Meskipun ekstraksi yang relatif sulit ini, lithium karbonat dapat ditemukan dengan harga sekitar US $ 6 per kilogram, dan karena paket baterai kendaraan listrik hanya membutuhkan sekitar tiga kilogram lithium karbonat, biayanya hingga saat ini tidak menjadi perhatian utama.
Perhatian di sini lebih pada geopolitik: setiap negara mencari kemandirian energi, dan mengganti minyak dengan baterai lithium sebagai bahan bakar transportasi hanya menggeser ketergantungan dari Timur Tengah ke Amerika Selatan.
Salah satu solusi yang mungkin adalah mengganti litium dengan unsur natrium, yang jumlahnya 2.000 kali lebih banyak.
Secara elektrokimia, natrium hampir sebanding dengan litium, yang menjadikannya kandidat yang sangat baik untuk baterai. Penelitian baterai natrium-ion telah meledak dalam beberapa tahun terakhir, dan kinerjanya, setelah dikomersialkan, dapat setara dengan rekan lithium-ion mereka.

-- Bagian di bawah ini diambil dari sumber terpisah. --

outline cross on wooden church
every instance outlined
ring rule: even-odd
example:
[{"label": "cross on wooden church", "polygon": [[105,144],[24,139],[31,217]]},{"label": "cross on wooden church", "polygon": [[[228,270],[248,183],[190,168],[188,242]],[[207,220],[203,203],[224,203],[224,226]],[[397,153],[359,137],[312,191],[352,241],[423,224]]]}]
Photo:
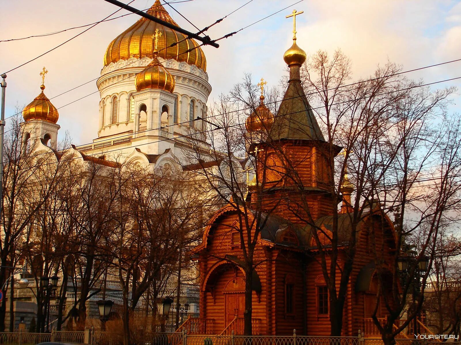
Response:
[{"label": "cross on wooden church", "polygon": [[293,12],[291,14],[287,16],[285,18],[290,18],[290,17],[293,17],[293,39],[294,40],[296,40],[296,16],[298,14],[301,14],[301,13],[304,13],[304,11],[301,11],[300,12],[297,12],[296,10],[293,10]]},{"label": "cross on wooden church", "polygon": [[267,82],[264,80],[263,78],[261,78],[261,81],[256,84],[261,88],[261,96],[263,96],[264,92],[264,86],[267,85]]},{"label": "cross on wooden church", "polygon": [[154,40],[154,47],[155,51],[157,51],[157,48],[159,46],[159,39],[162,37],[162,33],[159,29],[155,29],[155,33],[152,35],[152,39]]},{"label": "cross on wooden church", "polygon": [[43,85],[45,84],[45,76],[46,75],[47,73],[48,73],[48,70],[47,70],[45,67],[43,67],[43,69],[40,72],[40,75],[41,76],[41,85]]}]

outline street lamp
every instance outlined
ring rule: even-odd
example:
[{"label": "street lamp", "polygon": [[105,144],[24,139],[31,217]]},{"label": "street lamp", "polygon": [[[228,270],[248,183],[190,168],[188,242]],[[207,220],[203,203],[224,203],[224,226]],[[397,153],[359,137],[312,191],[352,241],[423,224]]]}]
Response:
[{"label": "street lamp", "polygon": [[110,299],[100,299],[96,304],[99,310],[99,318],[102,322],[102,328],[106,330],[106,322],[109,320],[109,316],[114,303]]},{"label": "street lamp", "polygon": [[190,305],[187,302],[184,304],[183,306],[182,306],[180,304],[178,305],[178,310],[179,310],[179,315],[181,316],[181,324],[183,323],[183,316],[187,316],[187,312],[189,311],[190,306]]},{"label": "street lamp", "polygon": [[53,293],[56,292],[56,288],[58,286],[59,277],[54,275],[50,278],[47,276],[43,276],[40,278],[40,286],[46,292],[46,307],[47,307],[47,332],[50,331],[50,300],[51,293]]},{"label": "street lamp", "polygon": [[165,322],[170,313],[170,309],[173,304],[173,299],[170,297],[163,299],[160,303],[157,304],[157,309],[160,317],[160,331],[165,331]]},{"label": "street lamp", "polygon": [[407,266],[408,264],[408,257],[406,256],[399,256],[397,258],[397,265],[399,271],[403,273],[407,271]]}]

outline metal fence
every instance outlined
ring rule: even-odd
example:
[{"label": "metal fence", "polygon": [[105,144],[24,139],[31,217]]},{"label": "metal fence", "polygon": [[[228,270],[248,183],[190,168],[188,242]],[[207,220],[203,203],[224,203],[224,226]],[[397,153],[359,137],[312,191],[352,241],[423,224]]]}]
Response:
[{"label": "metal fence", "polygon": [[[89,344],[90,345],[119,345],[121,339],[110,332],[88,329],[82,332],[53,331],[51,333],[3,332],[0,333],[0,345],[35,345],[54,341]],[[357,337],[323,337],[297,335],[224,335],[188,334],[186,332],[157,333],[149,336],[145,345],[383,345],[378,337],[367,338],[360,333]],[[441,345],[440,341],[407,338],[396,339],[396,345]],[[446,342],[461,345],[461,342]]]}]

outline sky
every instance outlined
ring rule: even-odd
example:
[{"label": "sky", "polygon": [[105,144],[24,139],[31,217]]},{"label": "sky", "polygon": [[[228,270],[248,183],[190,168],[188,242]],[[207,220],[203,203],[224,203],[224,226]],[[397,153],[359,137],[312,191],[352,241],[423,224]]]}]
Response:
[{"label": "sky", "polygon": [[[125,3],[129,2],[122,0]],[[408,70],[461,58],[459,2],[304,0],[290,6],[298,0],[253,0],[207,32],[212,39],[217,38],[289,6],[232,37],[222,40],[219,48],[203,47],[209,82],[213,88],[209,104],[219,94],[228,92],[245,73],[251,73],[255,83],[262,77],[267,80],[267,86],[279,85],[287,72],[283,54],[292,43],[292,18],[285,17],[293,9],[304,11],[296,17],[298,46],[308,55],[319,50],[331,54],[341,49],[352,62],[352,81],[367,78],[377,66],[388,61]],[[190,0],[171,5],[201,29],[248,1]],[[130,6],[144,9],[154,2],[135,0]],[[118,9],[104,0],[2,2],[0,41],[93,23]],[[197,31],[171,7],[164,6],[180,26]],[[113,17],[127,13],[122,10]],[[107,46],[138,18],[136,15],[130,14],[102,23],[53,52],[9,73],[6,117],[17,112],[17,109],[22,109],[38,95],[41,81],[39,73],[44,66],[49,71],[45,93],[50,98],[97,78],[103,67]],[[47,37],[0,42],[0,72],[42,54],[85,29]],[[461,62],[412,72],[407,76],[426,83],[460,77]],[[460,87],[460,80],[441,83],[436,87]],[[60,137],[68,131],[76,145],[91,142],[97,137],[99,99],[95,81],[53,99],[52,102],[59,109]],[[453,98],[449,110],[461,111],[459,93]]]}]

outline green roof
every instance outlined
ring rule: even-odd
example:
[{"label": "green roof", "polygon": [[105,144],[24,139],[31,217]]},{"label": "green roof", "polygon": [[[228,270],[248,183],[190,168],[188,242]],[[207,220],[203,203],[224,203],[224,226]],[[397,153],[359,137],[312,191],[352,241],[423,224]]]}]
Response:
[{"label": "green roof", "polygon": [[274,119],[270,137],[273,140],[325,141],[299,80],[290,81]]}]

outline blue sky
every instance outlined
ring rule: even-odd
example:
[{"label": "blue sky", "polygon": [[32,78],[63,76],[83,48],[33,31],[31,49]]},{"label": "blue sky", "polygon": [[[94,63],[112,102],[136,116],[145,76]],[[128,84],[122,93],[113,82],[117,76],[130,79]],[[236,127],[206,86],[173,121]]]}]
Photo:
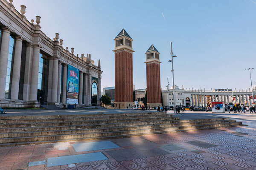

Meskipun baterai natrium-ion mungkin tidak memberikan keuntungan biaya atau kinerja yang signifikan dibandingkan teknologi litium-ion, ia dapat menawarkan jalan bagi setiap negara untuk memproduksi baterai mereka sendiri dengan sumber daya yang tersedia.
Tidak ada obat untuk semuanya
Apa pun yang terjadi, semua teknologi yang muncul ini cenderung mengalami masalah keamanan yang sama seperti sel lithium-ion saat ini. Ancaman tersebut berasal dari elektrolit berbasis pelarut yang mudah terbakar yang memungkinkan untuk beroperasi pada tegangan di atas dua volt.
Memang, karena air terpecah menjadi oksigen dan hidrogen di atas dua volt, air tidak dapat digunakan dalam baterai lithium atau natrium kelas tiga volt dan telah diganti dengan pelarut karbonat yang mudah terbakar yang mahal. Alternatif seperti elektrolit bebas pelarut tidak memberikan konduktivitas yang cukup baik untuk ion pada suhu kamar untuk menangani aplikasi berdaya tinggi, seperti menyalakan mobil, dan oleh karena itu tidak digunakan dalam sel komersial.
Untungnya, dengan teknologi lithium-ion saat ini, diperkirakan hanya satu dari 40 juta sel yang mengalami kegagalan kebakaran yang dramatis. Meskipun risikonya tidak dapat sepenuhnya ditekan, kontrol teknik dan desain konservatif dapat menjaganya tetap terkendali.
Singkatnya, baterai lithium-ion saat ini menawarkan performa yang cukup baik. Kimia baru seperti litium-sulfur atau litium-udara berpotensi merevolusi aplikasi penyimpanan energi portabel, tetapi masih dalam tahap penelitian laboratorium tanpa jaminan menjadi produk yang layak.
Untuk aplikasi penyimpanan energi stasioner seperti menyimpan energi angin dan matahari, jenis baterai lain, termasuk baterai natrium-sulfur suhu tinggi atau baterai aliran redoks, mungkin terbukti lebih berkelanjutan dan hemat biaya daripada baterai lithium-ion, tetapi itu bisa menjadi cerita untuk artikel lain.